A glimpse into one of the storerooms
The lookout tower still has internal steps, as proved recently by some small boys who made it to the top

It was intended that we should eat our packed lunch in that corridor, but in the event we had to beat a hasty retreat. Locals objected to our presence, for fear that we were bringing the coronavirus with us. At that point (I was keeping a very close eye on the national and international situation) only 2 cases had been declared in Morocco, each of those Moroccan residents in northern Italy, who had returned to Morocco for a visit. I don’t blame those local people in the least for wanting to be rid of us.

Our leaders found a lovely spot a few kilometres away on the way down for us to eat, including even a natural bench for those of us who couldn’t crouch on the ground. I was happy to be in the open air and not in that corridor.

This was directly ahead of me as I ate, and I was struck by the contrasting textures of rocks, trunk, green plant, and exposed roots.
The view if I swivelled slightly right.

We were then allowed 30 minutes to wander around at our will. I concentrated mainly on (those cactuses that weren’t cactuses, but) euphorbias. Hélène had told us the previous day that their local name was ‘Mother-in-law’s seat’. Some ‘humour’ is universal.

There were some beautiful trees as well.

Once we had moved on in the minibus, at last I managed to get a decent picture of a Barbary Ground Squirrel.

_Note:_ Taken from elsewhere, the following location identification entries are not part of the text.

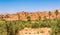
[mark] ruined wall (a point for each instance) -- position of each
(32, 15)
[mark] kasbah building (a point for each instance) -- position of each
(33, 15)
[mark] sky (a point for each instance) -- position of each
(13, 6)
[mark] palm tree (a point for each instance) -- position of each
(49, 13)
(39, 17)
(56, 12)
(28, 17)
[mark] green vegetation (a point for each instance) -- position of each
(12, 27)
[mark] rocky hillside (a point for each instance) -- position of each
(31, 15)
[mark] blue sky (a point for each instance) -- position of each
(12, 6)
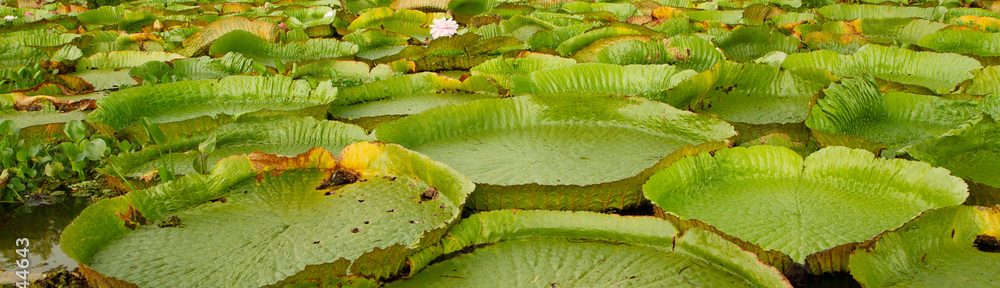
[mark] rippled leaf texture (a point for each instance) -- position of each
(289, 136)
(265, 213)
(773, 198)
(940, 72)
(580, 143)
(855, 113)
(951, 247)
(234, 95)
(581, 249)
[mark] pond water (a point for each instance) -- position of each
(41, 225)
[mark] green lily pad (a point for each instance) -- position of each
(855, 113)
(287, 137)
(300, 218)
(950, 247)
(583, 249)
(771, 197)
(972, 152)
(186, 100)
(557, 152)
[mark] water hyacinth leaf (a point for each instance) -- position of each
(855, 113)
(234, 95)
(940, 72)
(282, 206)
(950, 247)
(530, 152)
(286, 137)
(833, 197)
(584, 249)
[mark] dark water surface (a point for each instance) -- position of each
(41, 225)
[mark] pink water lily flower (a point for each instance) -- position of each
(443, 27)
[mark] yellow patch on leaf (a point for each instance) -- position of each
(667, 12)
(316, 157)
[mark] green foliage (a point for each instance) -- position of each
(31, 165)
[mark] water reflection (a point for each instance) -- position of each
(42, 226)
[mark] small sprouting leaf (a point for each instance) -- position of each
(94, 149)
(201, 164)
(124, 146)
(75, 130)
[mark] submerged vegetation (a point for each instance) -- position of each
(488, 143)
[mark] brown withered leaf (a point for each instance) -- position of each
(24, 102)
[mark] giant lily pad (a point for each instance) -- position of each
(372, 103)
(301, 218)
(855, 113)
(951, 247)
(940, 72)
(287, 137)
(557, 152)
(771, 197)
(584, 249)
(764, 94)
(651, 81)
(185, 100)
(972, 152)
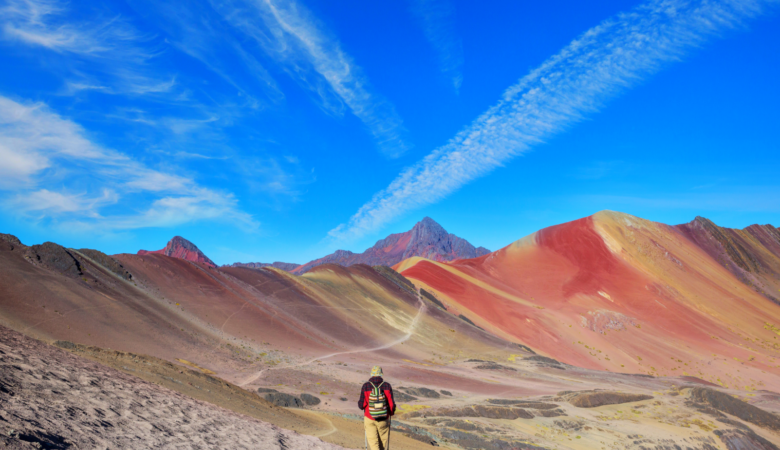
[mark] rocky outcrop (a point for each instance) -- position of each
(55, 399)
(288, 267)
(594, 399)
(488, 412)
(422, 392)
(733, 406)
(427, 239)
(310, 400)
(282, 399)
(11, 241)
(178, 247)
(751, 254)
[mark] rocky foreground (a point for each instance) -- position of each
(52, 399)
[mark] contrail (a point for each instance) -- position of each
(403, 338)
(603, 62)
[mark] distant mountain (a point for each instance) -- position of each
(427, 239)
(279, 265)
(751, 254)
(178, 247)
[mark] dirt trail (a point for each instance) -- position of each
(393, 343)
(54, 399)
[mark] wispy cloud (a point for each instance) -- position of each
(119, 55)
(57, 172)
(198, 32)
(437, 18)
(606, 60)
(291, 35)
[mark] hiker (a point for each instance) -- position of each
(378, 405)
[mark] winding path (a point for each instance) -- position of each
(403, 338)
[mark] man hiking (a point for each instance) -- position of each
(378, 405)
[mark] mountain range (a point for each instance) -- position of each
(655, 330)
(426, 239)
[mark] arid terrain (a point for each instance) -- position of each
(608, 332)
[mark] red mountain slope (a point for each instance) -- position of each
(178, 247)
(616, 292)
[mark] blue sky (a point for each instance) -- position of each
(277, 130)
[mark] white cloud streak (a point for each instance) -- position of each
(437, 18)
(54, 171)
(604, 61)
(120, 54)
(290, 34)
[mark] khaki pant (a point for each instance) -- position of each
(376, 432)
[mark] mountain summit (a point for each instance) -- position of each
(178, 247)
(427, 239)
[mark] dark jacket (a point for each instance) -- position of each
(365, 391)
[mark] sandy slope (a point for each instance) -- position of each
(59, 400)
(618, 293)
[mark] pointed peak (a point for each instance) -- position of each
(181, 248)
(428, 223)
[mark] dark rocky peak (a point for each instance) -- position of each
(54, 257)
(181, 248)
(180, 242)
(11, 242)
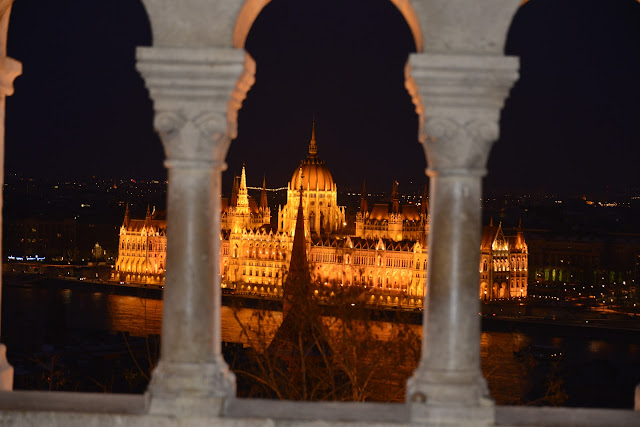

The sky had started clouding over as we had left the agadir, and we actually caught a glimpse of a shower in the distance at one point in the afternoon. This was the only hint of precipitation we saw all week.

More goats in trees. These are just a few of tte large herd which went by us, with goatherd.

Back to Ait Baha for afternoon refreshment. The kestrel was still there, but now on the windowsill.

The traditional method of building houses in Morocco is to plan for a next storey, should it prove desirable and affordable. So these houses are only unfinished in the sense that they may or may not grow in the future. Meanwhile, the floor of that next storey, with window spaces all ready, serves as a roof terrace.

These very modern apartment blocks on the outskirts of ever-expanding Agadir make no such provision.

Once we were back on the main dual carriageway towards Agadir, I was thrilled to see a woman in colourful dress driving a large colourful tractor, coming in the opposite direction. Unfortunately I had no time to capture the image.

Always good when our temporary hilltop home comes into sight.